Third, infosec law covers secure electronic commerce. Secure electronic commerce answers questions such as:
• How do parties form contracts online?
• Are online contracts treated the same as paper contracts under the law?
• What must a person or business do to authenticate that person or business to another party online?
• What must be done to tie an individual or business to an online transaction and hold that party accountable?
• What can show that a person has agreed to an online transaction: an electronic signature, a secure form of electronic signature, or a digital signature?
Secure electronic commerce systems or programs may, for instance, establish a trading community in which a large organization can procure products or services from its vendors. E-commerce lawyers counsel clients concerning ways to establish secure e-commerce systems, the interplay between background law and contracts involved in establishing these systems, and liability concerns arising from e-commerce activities.
Information security law, in addition to being an area of law, is also a law practice. Lawyers from a variety of traditional practice areas may work in the information security area. For instance, lawyers specializing in government regulatory matters may advise clients on federal or state statutes that impose infosec requirements. Attorneys working in government affairs in Washington or state capitols may become involved in lobbying efforts for or against new infosec legislation, such as the federal breach notification bills. Litigation lawyers are likely to be the professionals handling disputes arising from security breaches. Finally, members of technology transactions groups are often the first lawyers called in to counsel clients seeking to engage in secure e-commerce, although technology attorneys with the specialized skills needed to provide in-depth advice have created a distinct sub-specialty within the technology transactions umbrella. But in addition, some lawyers with deep information security expertise can assist other lawyers across the board in various practice areas when cybersecurity issues arise.

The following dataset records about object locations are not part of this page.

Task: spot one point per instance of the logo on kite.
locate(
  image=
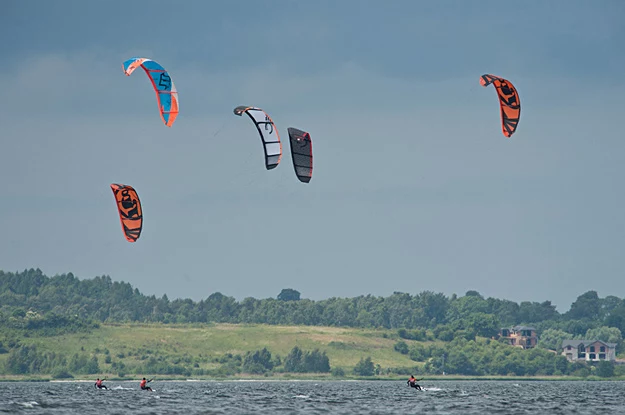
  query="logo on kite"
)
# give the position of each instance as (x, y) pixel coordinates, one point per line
(301, 152)
(268, 125)
(166, 94)
(265, 127)
(509, 102)
(129, 209)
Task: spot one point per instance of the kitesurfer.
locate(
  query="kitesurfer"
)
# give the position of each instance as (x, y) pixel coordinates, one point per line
(99, 385)
(413, 383)
(144, 385)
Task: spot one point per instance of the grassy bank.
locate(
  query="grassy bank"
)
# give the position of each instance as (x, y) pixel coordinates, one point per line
(124, 350)
(131, 345)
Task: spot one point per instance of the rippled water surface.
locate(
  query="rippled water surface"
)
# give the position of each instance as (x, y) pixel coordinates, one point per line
(291, 397)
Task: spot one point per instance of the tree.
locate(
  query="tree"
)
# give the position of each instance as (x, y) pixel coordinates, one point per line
(587, 306)
(293, 362)
(289, 294)
(605, 334)
(258, 362)
(552, 339)
(365, 367)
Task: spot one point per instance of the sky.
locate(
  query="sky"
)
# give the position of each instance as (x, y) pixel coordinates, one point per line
(414, 186)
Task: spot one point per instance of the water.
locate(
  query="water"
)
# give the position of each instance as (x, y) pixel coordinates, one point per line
(315, 397)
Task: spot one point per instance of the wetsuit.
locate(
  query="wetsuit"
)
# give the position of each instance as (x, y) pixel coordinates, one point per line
(413, 383)
(144, 385)
(99, 385)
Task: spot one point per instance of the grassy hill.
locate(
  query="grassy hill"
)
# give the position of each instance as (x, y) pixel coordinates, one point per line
(201, 347)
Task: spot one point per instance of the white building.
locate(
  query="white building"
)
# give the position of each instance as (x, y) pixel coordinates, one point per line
(588, 350)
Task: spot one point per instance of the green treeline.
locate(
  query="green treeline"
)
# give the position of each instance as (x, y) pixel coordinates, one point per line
(102, 300)
(441, 334)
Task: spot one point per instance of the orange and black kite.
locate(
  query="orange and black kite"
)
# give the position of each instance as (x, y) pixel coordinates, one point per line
(508, 101)
(130, 212)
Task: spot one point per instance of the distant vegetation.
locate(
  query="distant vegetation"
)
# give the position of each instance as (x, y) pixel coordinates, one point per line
(426, 333)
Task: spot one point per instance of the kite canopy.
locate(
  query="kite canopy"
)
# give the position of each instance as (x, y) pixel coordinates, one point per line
(301, 151)
(166, 94)
(508, 101)
(130, 212)
(268, 134)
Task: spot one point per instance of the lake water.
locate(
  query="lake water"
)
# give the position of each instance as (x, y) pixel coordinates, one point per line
(315, 397)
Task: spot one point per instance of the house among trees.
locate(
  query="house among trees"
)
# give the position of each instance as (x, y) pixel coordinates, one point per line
(588, 350)
(520, 336)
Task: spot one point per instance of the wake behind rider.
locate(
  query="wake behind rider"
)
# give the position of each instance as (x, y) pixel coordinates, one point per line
(413, 383)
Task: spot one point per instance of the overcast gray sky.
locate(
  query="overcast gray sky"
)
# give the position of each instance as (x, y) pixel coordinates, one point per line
(414, 186)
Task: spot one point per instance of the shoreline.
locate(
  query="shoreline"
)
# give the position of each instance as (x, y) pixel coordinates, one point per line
(447, 378)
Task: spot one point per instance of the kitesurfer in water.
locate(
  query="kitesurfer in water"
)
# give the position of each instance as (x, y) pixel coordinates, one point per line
(99, 385)
(144, 385)
(413, 383)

Finally, information security lawyers focus on a particular industry: the information technology industry. In the future, law firms may have groups to address the specific needs of vendors of information security products and services. For now, infosec lawyers need to develop deep IT experience and exposure to clients that depend on IT for their operations and sometimes their entire livelihood. Infosec lawyers cultivate contacts among IT professionals, and infosec professionals in particular. Servicing clients' infosec legal needs is a multi-disciplinary endeavor, and lawyers are creating fruitful partnerships and relationships with outside and in-house technical experts. Lawyers in the infosec field simply cannot perform their jobs alone. They require considerable assistance from experts with the technical expertise to provide comprehensive advice to clients.
In sum, information security is at once a new area of law, an area of practice, and an industry focus. As with new areas of the law in the past, attorneys practicing cybersecurity law are those who have experience in allied areas of law, who have practices touching on a number of traditional practice areas, and who have IT and infosec technical expertise. The mix of technical and legal issues, the need to work with multi-disciplinary teams, and the novelty of the field challenge information security lawyers, but make for a fascinating area of the law.